TL;DR: Cognee turns your documents into a structured knowledge graph: it pulls out the entities, works out how they connect, and stores the result in a queryable graph database. Where ordinary RAG fetches chunks of text, graph RAG follows the relationships, which lets it answer questions that span several connected facts. This guide walks through building the full pipeline.

Key takeaways

  • Extraction: Automatic entity and relationship extraction from documents
  • Storage: Neo4j or NetworkX for graph storage
  • Querying: Natural language to Cypher queries
  • RAG boost: Graph RAG reportedly beats vector RAG on multi-hop questions by around 23% (figure unconfirmed; published benchmarks span roughly 6.5-26%)
  • Integration: Drop-in replacement for vector-only RAG

Analysis

Most teams that have tried retrieval-augmented generation know the frustration. You feed your handbook, your specs and your internal docs into a vector database, ask a question, and the answer comes back confident but shallow. Ask something that needs two or three facts joined together, such as "which services depend on the auth service?", and it falls apart. Vector search finds passages that look similar to your question. It does not understand how the things in those passages relate.

That gap is what knowledge graphs are meant to close. Instead of storing your documents as a pile of text fragments, a graph stores them as a web of entities and the links between them. Cognee, an open-source project from topoteretes, tries to make that automatic: drop in your files, and it reads them, identifies the people, systems and concepts inside, maps the connections, and saves the lot to a graph database you can query in plain English.

For an Australian business team sitting on years of documentation, the appeal is straightforward. You stop guessing which paragraph the model happened to retrieve, and start asking questions that follow the actual structure of your knowledge. The rest of this guide shows how to stand up that pipeline end to end.

One caveat before we start: Cognee moves quickly, and a few of the method names in the code below are illustrative rather than the exact current API. Where that matters, the article flags it so you check the live docs before copying anything verbatim.

Analysis

Prerequisites

  • Python 3.10+
  • Neo4j Community Edition (or Docker)
  • pip install cognee neo4j networkx
  • Documents to process (PDF, text, or markdown)

Cognee is published on PyPI, so the install is a plain `pip install cognee`.

Step-by-Step Framework

Step 1: Install and Configure

pip install cognee[all] neo4j networkx

# Start Neo4j (Docker)
docker run -p 7474:7474 -p 7687:7687 \
  -e NEO4J_AUTH=neo4j/password \
  neo4j:5-community
# config.py
import cognee

cognee.config.set({
    "llm_provider": "anthropic",
    "llm_model": "claude-sonnet-4.6",
    "llm_api_key": "sk-ant-your-key",

    "graph_db_provider": "neo4j",
    "graph_db_url": "bolt://localhost:7687",
    "graph_db_username": "neo4j",
    "graph_db_password": "password",

    "vector_db_provider": "lancedb",
    "embedding_model": "text-embedding-3-large"
})

A few notes on this config. Cognee does support Anthropic as an LLM provider, and `claude-sonnet-4.6` (canonical id claude-sonnet-4-6, released 17 February 2026) is a valid model to point it at. The graph and vector backends are real too: Cognee lists Neo4j, NetworkX and Kuzu for graph storage, and LanceDB, pgvector, Qdrant and Weaviate for vectors, per the Cognee configuration docs. LanceDB and NetworkX are the embedded defaults for local work.

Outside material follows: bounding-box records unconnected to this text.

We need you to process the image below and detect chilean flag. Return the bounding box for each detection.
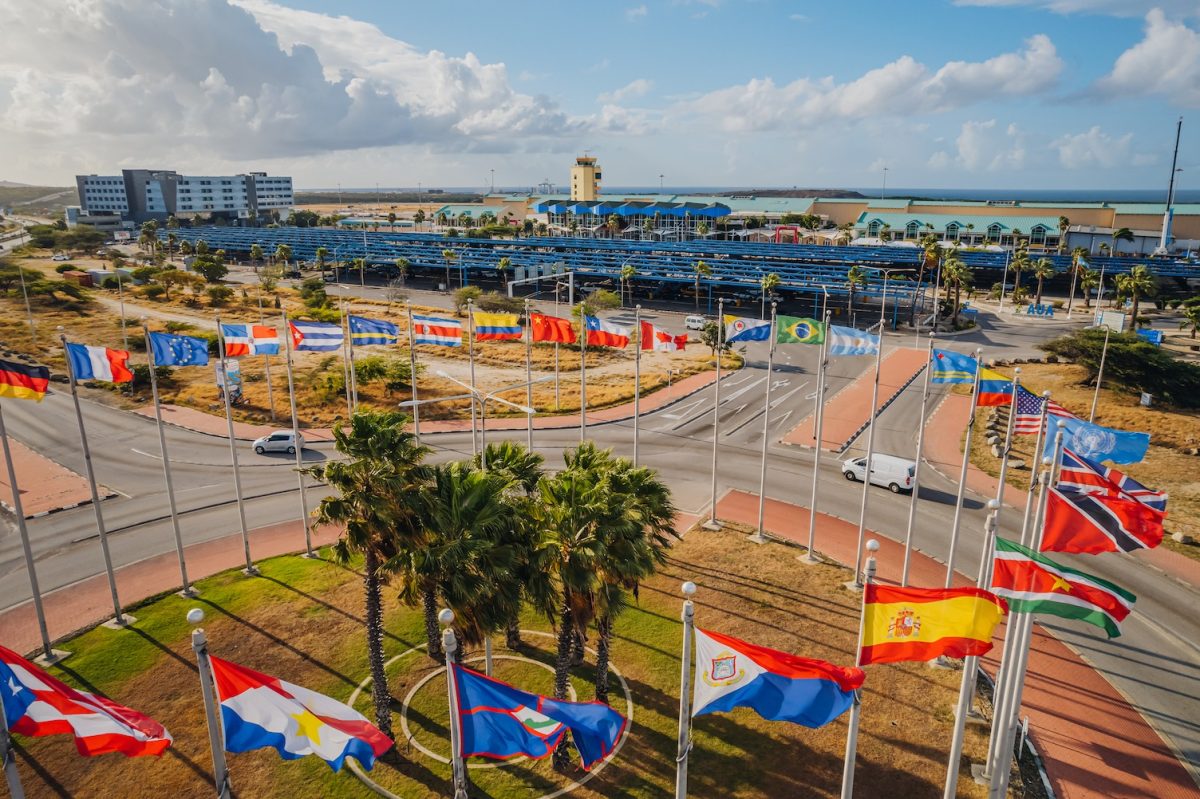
[583,316,629,349]
[209,655,392,771]
[0,647,170,757]
[67,343,133,383]
[691,627,865,727]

The one thing to double-check: the exact key shape. The dict above is a simplified illustration. In practice Cognee often takes env-style keys such as LLM_PROVIDER, LLM_MODEL and GRAPH_DB_PROVIDER, so copy from the live configuration docs rather than this snippet if you hit errors.

Step 2: Ingest Documents

# ingest.py
import cognee

async def ingest_documents(file_paths: list[str]):
    for path in file_paths:
        await cognee.add(path)

    # Process, extract entities and relationships
    await cognee.cognify()

# Ingest
await ingest_documents([
    "docs/company-handbook.pdf",
    "docs/product-specs.md",
    "docs/api-documentation.md",
    "docs/engineering-blog-posts/"
])

These two calls are the heart of Cognee. cognee.add() ingests your data, and cognee.cognify() does the work of turning that text into a graph: chunking, embedding, summarising, and writing out the nodes and edges. Both are confirmed in the Cognee docs. You point it at files or whole folders and let the pipeline run.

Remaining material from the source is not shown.